Chengxin Dai (Beijing / CN), Julianus Pfeuffer (Berlin / DE), Hong Wang (Chongqing / CN), Ping Zheng (Chongqing / CN), Lukas Käll (Stockholm / SE), Timo Sachsenberg (Tuebingen / DE), Vadim Demichev (Berlin / DE), Mingze Bai (Chongqing / CN), Oliver Kohlbacher (Tuebingen / DE), Yasset Perez Riverol (Cambridgeshire / GB)
Background
The increasing volume of public proteomics data presents significant computational challenges for large-scale reanalysis.
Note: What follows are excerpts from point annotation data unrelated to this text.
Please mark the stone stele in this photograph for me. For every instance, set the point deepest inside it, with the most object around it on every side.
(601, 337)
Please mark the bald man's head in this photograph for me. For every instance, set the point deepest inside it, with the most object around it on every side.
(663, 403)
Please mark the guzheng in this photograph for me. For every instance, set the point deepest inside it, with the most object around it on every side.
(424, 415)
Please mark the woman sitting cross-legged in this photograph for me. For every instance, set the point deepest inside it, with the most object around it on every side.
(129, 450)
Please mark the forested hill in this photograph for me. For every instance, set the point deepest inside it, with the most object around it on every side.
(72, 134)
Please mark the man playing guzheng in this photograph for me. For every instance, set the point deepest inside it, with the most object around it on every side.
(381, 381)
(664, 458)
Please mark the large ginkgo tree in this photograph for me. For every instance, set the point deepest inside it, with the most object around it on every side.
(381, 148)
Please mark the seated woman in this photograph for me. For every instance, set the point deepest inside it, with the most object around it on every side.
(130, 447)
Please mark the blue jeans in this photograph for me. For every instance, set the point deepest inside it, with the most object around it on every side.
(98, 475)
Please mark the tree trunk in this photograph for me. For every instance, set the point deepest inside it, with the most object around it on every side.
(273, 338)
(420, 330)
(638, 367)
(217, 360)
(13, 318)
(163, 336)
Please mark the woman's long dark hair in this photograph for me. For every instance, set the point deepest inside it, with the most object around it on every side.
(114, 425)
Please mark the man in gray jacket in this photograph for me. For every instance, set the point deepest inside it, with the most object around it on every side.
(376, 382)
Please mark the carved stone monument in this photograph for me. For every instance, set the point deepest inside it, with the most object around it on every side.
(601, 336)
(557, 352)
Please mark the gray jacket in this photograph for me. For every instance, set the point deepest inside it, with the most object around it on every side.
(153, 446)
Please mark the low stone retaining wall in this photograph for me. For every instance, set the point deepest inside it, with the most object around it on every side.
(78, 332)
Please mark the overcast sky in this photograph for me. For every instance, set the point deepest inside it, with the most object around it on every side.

Addressing this, we introduce quantms (https://quantms.org/), an open-source, cloud-based pipeline designed for massively parallel proteomics data analysis. The quantms.org resource includes results for 16,599 proteins, with 16,270 quantified in normal tissues, 11,374 in cell lines, and 4,993 in human plasma.
Methods
Our workflow for proteomics data analysis begins with parsing input files and supporting peptide identification through multiple search engines like SAGE, Comet, and MSGF+, integrating tools such as ConsensusID for scoring and protein inference, and supporting post-translational modifications with LuciPHOr2. For label-free quantification (LFQ), we developed proteomicsLFQ, which employs both spectral counting and intensity-based methods. At the same time, for isobaric labelling, quantms uses IsobaricAnalyzer for reporter ion normalisation and benchmarking against gold-standard datasets. Data-independent acquisition (DIA) analysis is facilitated by parallelising the DIA-NN tool across compute nodes, ensuring robust identification and quantification even at varying protein concentrations. The downstream analysis integrates MSstats for differential expression and pmultiqc for quality control, with all tools available as BioConda packages and BioContainers, ensuring compatibility with various computational infrastructures and seamless submission to PRIDE and ProteomeXchange.
Results
Using quantms, we reanalyzed 83 public ProteomeXchange datasets (Figure), which included 29,354 instrument files from 13,132 human samples. The pipeline quantified 16,599 proteins based on 1.03 million unique peptides. quantms demonstrated superior performance and scalability compared to traditional tools like MaxQuant. For datasets exceeding 1,000 instrument files, quantms performed up to 40 times faster. Benchmarking against MaxQuant showed that quantms could quantify more proteins with similar accuracy, although it underestimated fold changes at low concentrations. In specific reanalyses, quantms identified more differentially expressed proteins and unique peptides across various tissues and conditions. Additionally, it successfully processed 118 human datasets, highlighting its robustness and efficiency.
Conclusions
quantms addresses major bottlenecks in the field of proteomics by enabling automated, large-scale quantitative analysis in cloud and high-performance computing environments. Its modular, open-source nature allows for continuous updates and integration of new tools and workflows. quantms improves the reproducibility and portability of proteomics data analysis, making it a valuable resource for the proteomics community. Future developments will focus on expanding the repository of reanalyzed datasets and integrating protein expression profiles with other omics data to facilitate advanced biological insights.